How to create multi process training with PyTorch without back-propagation and with no_grad()?

I am new to PyTorch and trying to understand how I should code multi-process with no_grad(). Below is the requirement.

I am working on converting a c++ program which was used in a paper to convert nodes to vectors, so it can be used for ML tasks. I basically initialize the weight vector of size V x d (V - number of nodes, d - embedding size) with values between -0.5 to 0.5. Then we sample nodes as u, v, and neg_v, where u & v has an edge and u & neg_v does not have an edge.

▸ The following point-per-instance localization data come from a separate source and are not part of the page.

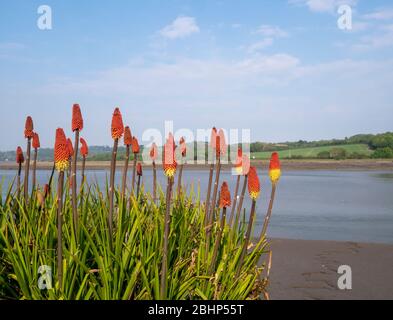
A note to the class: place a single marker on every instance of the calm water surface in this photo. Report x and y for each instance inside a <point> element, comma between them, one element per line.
<point>315,205</point>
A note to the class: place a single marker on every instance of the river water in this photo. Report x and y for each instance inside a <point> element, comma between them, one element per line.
<point>310,205</point>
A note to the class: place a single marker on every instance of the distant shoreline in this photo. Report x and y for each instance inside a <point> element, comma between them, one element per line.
<point>287,165</point>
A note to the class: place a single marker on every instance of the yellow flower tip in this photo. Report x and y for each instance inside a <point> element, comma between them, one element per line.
<point>275,175</point>
<point>170,173</point>
<point>62,165</point>
<point>254,195</point>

The calculation selects the weight(embedding) of respective nodes and uses the below logic for calculating scores.
if we sample u, v:
score = -bias
score += weight[u] * weight[v]
score = (1 - fast_Sigmoid(score)) * lr
weight[u] += weight[v] * score
weight[v] += weight[u] * score

if we sample u, neg_v:
score = -bias
score += weight[u] * weight[neg_v]
score = - fast_Sigmoid(score) * lr
weight[u] += weight[neg_v] * score
weight[neg_v] += weight[u] * score

since all this are performed in a single go and we want to have faster calculation, we came across with torch.no_grad() (" Disabling gradient calculation is useful for inference when you are sure that you will not call backward(). it will reduce memory consumption") and we are using no_grad(). How to multiple-process this training along with memory sharing. Looking for some details about it!!.

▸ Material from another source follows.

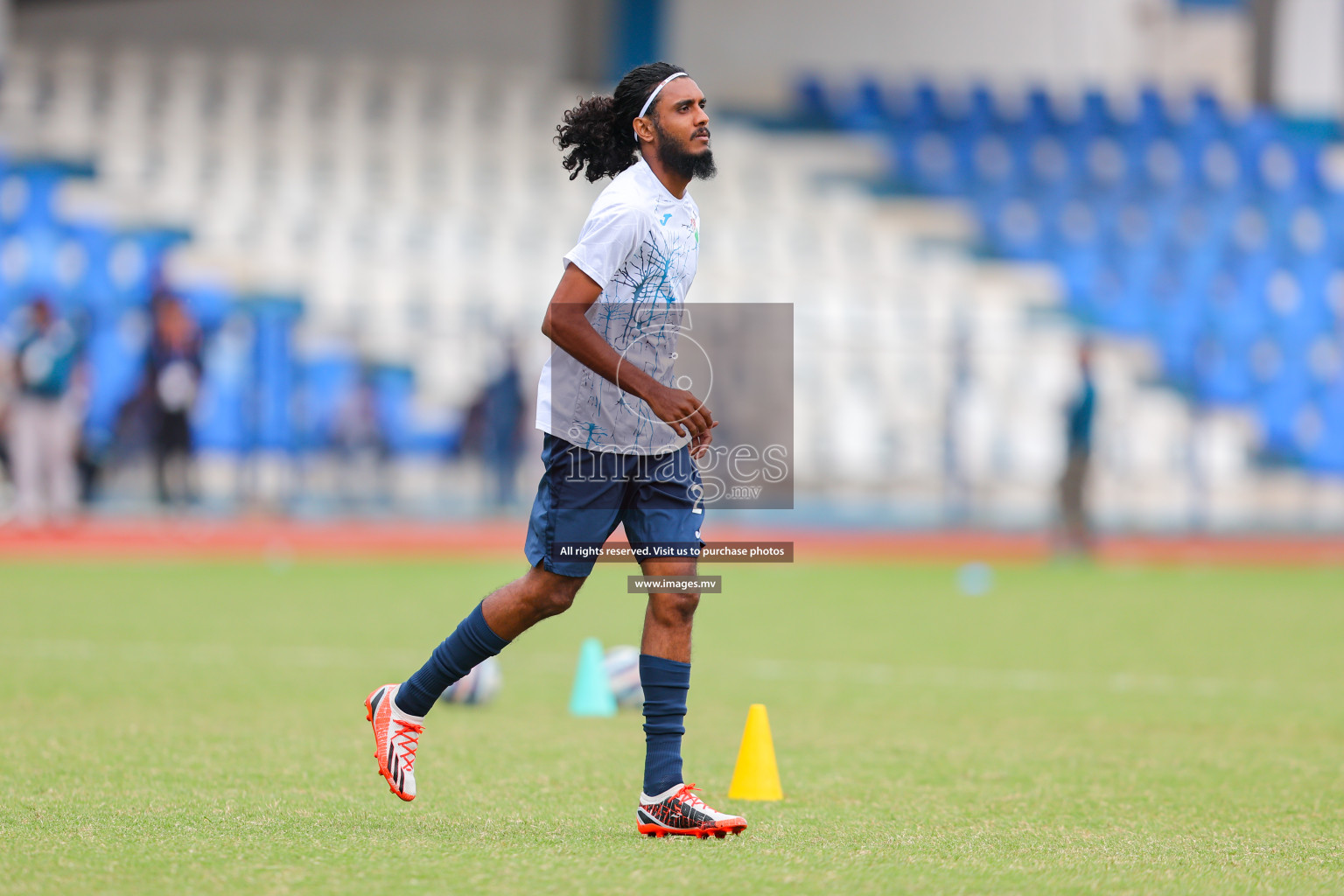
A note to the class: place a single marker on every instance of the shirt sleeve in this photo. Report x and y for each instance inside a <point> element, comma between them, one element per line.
<point>608,238</point>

Is there a specific reason you want to go with multiprocessing and not multi threading?

If you really need multiprocessing, you don’t need to do anything special here to avoid gradients as nothing requires_grad anyways. So no graph will be created.

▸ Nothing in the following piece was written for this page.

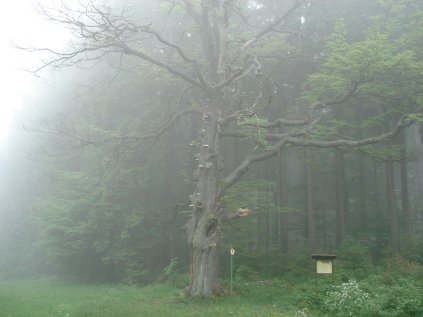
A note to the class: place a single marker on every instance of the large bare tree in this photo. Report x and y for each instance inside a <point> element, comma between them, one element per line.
<point>214,51</point>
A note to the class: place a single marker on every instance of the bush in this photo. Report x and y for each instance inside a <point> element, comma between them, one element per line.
<point>348,299</point>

Thank you for the reply. I am trying to code for multi gpus or gpu, cpu mix. I am sharing memory with this multi cores, so I am looking to get best standards. The requirement is more like using multi process and multi threads. For instance, if the graph is big I want to run the calculation is multi gpus or gpu, cpu mix to calculate it faster with multi threads. I saw an example implementation
I am trying to follow the same idea, but i just want to make sure i do it right!!